SAN FRANCISCO — David Halberstam, a Pulitzer Prize-winning writer whose sweeping career as a newspaper reporter and author included coverage of the civil rights struggle in the South and the Vietnam War as well as probing accounts of media barons and sports legends, was killed Monday in a car crash in the Bay Area.
Halberstam, a front-seat passenger in a car that was broadsided, was 73.
Winner of the Pulitzer in 1964 for his Vietnam coverage for the New York Times -- groundbreaking reporting that questioned the nation's ability to win the war and lifted him into the ranks of the country's leading journalists -- Halberstam went on to write 21 books. He was praised Monday by fellow authors and journalists for the scope of his work and the expansiveness of his approach in tackling his topics. They also lauded his courage and integrity.

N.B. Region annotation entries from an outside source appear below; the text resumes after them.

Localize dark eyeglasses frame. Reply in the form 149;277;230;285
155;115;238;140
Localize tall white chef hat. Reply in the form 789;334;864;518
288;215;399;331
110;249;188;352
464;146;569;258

Halberstam obituary: The obituary of writer David Halberstam in Tuesday's Section A said the first NFL title game televised nationally was the 1958 contest between the Baltimore Colts and the New York Giants. The first nationally televised title game was the 1951 contest between the Los Angeles Rams and the Cleveland Browns.
His 1972 book about the missteps of American leaders in Vietnam, "The Best and the Brightest," became a classic, and the phrase "best and brightest" entered the American lexicon -- albeit without the irony the author intended.
"In an age when journalism was practiced by some very talented people, David stood out as one of the great reporters of his time," said Pulitzer Prize-winning author Neil Sheehan, who was United Press International's Saigon bureau chief when he met Halberstam, then with the New York Times, in the fall of 1962.
"He had tremendous moral and physical courage, which made him such a great foreign correspondent," Sheehan said. "He had an abiding curiosity about everything, and he had an extraordinary energy. David never seemed to get tired, no matter the demands. And his talent grew. He went from daily reporting for the New York Times, first in the Congo and then in Vietnam, to writing a whole series of wonderful books, always based on original reporting."
Sheehan recalled that when the South Vietnamese suffered a major defeat in 1963, both he and Halberstam tried to get out to the battle site to report on what had happened. When the American military denied them a ride out on an airplane, he said, they called the commanding general.
At a briefing the next day, he said, "the briefing officer was a brigadier general who proceeded to scold us for having the temerity to call the commanding general at night to ask for a ride in an airplane."